In the world of politics or community relations, caipira is generally carry negative connotations, but in the culinary world it is overwhelmingly positive. Think of it as meaning homestyle or country-style. A rustic chicken stew called galinha caipira is one of Brazil's most celebrated comfort foods. But not only the stew is named galinha caipira - the same moniker is given to what we'd call a free-range chicken. A redneck hen, in other words.
Not only hens are redneck or hillbilly in Brazil, though. They have a barnyard cousin known as the redneck pig (porco caipira). And this rural porker has become the flavor of the month - showing up in food magazines and Brazilian food blogs, being featured in food festivals and on chefs' menus.

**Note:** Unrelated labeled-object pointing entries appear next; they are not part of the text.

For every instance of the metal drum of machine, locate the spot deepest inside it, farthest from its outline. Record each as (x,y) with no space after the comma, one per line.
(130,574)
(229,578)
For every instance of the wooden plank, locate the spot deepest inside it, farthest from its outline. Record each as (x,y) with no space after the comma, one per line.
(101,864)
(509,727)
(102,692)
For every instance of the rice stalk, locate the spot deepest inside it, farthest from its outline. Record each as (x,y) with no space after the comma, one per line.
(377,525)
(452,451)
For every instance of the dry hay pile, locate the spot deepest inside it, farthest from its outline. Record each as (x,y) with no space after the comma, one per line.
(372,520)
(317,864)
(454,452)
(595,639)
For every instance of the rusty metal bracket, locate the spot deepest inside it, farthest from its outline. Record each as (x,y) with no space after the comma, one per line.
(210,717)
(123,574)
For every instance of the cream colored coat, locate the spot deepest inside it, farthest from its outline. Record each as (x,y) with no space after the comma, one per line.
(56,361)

And just in time it appears, for the porco caipira was in serious danger of extinction until its culinary value was recognized by the food community and its genetic importance was recognized by Embrapa, The Brazilian Agricultural Research Corporation.
Pigs are not native to the new world. Ancestral pigs lived in almost all regions of Europe, Asia and Africa prior to the European colonization of the Americas, and were brought to the new world by European explorers and colonizers. Over time, many pigs escaped and became feral, often interbreeding with their American cousins, the peccary. Even those which remained domesticated interbred without thought of genetic purity, becoming completely naturalized to Brazilian conditions as a result. This is the porco caipira - a true mongrel, perfectly suited to Brazilian climatic conditions and topography.
In the past 50 years or so, the porco caipira had been losing ground to created-in-the-laboratory breeds of pork that grew faster, were leaner and overall more efficient as sources of meat. Brazil's large meat packers required farmers to provide them with the breeds that gave them the most lucrative product possible, and as a result, the pig that had always been Brazil's pig was in danger of extinction.
Coming to the rescue though, combining their efforts for different reasons, Embrapa and the culinary community seem to have snatched the porco caipira from the jaws of extinction. The agriculture department has recognized that the miscegenated porker is a valuable contribuent to the porcine gene pool, and cooks and diners alike have discovered that porco caipira just plain tastes better than factory pork. For the first time in a long time, the future of the redneck pig is looking quite rosy.